Brown David W, Shepard David, Giles Wayne H, Greenlund Kurt J, Croft Janet B
Division of Adult and Community Health, National Center for Chronic Disease Prevention and Health Promotion, Centers for Disease Control and Prevention, Atlanta, Georgia 30341, USA.
Ethn Dis. 2005 Autumn;15(4):620-6.
Regular aspirin use, particularly as secondary prevention, reduces morbidity from heart disease and stroke. Few studies have examined racial/ethnic differences in aspirin use for the prevention of cardiovascular disease (CVD).

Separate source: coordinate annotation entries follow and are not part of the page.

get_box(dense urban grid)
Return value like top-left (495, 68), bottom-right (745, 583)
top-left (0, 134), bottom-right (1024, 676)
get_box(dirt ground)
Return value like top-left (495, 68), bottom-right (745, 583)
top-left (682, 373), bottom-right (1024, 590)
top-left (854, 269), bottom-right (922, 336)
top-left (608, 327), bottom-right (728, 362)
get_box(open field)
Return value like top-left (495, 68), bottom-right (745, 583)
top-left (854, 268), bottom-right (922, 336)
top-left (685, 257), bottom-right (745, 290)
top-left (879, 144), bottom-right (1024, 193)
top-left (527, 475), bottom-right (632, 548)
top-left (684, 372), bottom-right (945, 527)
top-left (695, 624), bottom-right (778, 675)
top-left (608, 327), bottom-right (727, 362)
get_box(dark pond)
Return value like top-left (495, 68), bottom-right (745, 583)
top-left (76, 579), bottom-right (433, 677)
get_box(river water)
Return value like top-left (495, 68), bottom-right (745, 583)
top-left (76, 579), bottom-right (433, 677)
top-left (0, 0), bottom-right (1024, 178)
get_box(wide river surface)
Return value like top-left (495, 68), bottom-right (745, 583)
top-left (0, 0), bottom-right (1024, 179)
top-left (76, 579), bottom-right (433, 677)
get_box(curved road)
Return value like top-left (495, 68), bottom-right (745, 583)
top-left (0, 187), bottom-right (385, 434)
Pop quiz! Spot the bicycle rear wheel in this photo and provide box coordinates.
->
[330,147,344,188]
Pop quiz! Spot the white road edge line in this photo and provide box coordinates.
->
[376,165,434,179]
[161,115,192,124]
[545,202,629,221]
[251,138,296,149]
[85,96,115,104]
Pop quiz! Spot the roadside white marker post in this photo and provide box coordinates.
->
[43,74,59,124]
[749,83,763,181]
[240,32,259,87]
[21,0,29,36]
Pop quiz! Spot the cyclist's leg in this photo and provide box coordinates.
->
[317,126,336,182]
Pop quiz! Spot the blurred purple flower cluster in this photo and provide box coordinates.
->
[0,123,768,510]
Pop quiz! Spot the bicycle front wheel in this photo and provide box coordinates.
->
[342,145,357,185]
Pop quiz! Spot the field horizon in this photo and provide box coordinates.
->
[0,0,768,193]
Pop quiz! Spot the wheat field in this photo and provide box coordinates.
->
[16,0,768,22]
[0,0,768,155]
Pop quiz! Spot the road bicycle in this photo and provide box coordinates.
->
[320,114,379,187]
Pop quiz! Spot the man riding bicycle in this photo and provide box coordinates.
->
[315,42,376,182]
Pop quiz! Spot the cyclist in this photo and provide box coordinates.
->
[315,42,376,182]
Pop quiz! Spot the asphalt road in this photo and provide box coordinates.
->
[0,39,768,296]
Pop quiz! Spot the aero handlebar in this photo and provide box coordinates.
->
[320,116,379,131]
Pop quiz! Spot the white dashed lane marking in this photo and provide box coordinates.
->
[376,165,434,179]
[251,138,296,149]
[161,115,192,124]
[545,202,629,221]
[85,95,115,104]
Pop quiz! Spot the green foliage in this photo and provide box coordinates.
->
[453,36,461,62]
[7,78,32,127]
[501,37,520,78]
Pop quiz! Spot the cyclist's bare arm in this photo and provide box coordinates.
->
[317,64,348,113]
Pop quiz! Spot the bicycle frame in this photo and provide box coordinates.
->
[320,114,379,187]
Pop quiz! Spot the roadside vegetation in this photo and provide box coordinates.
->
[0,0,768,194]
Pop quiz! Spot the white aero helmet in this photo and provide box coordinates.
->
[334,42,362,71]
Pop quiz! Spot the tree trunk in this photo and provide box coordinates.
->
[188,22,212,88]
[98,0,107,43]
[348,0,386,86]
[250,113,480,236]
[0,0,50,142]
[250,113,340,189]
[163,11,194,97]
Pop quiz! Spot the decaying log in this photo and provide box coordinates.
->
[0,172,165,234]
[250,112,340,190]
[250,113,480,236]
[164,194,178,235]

Data from the 2001 Behavioral Risk Factor Surveillance System (n=2,514 African Americans; n=865 Hispanics; n=28,038 Whites) were used to assess racial/ethnic differences in aspirin use. Multivariable logistic regression was used to examine whether the likelihood of aspirin use differs by race/ethnicity after accounting for sociodemographic and CVD risk factors.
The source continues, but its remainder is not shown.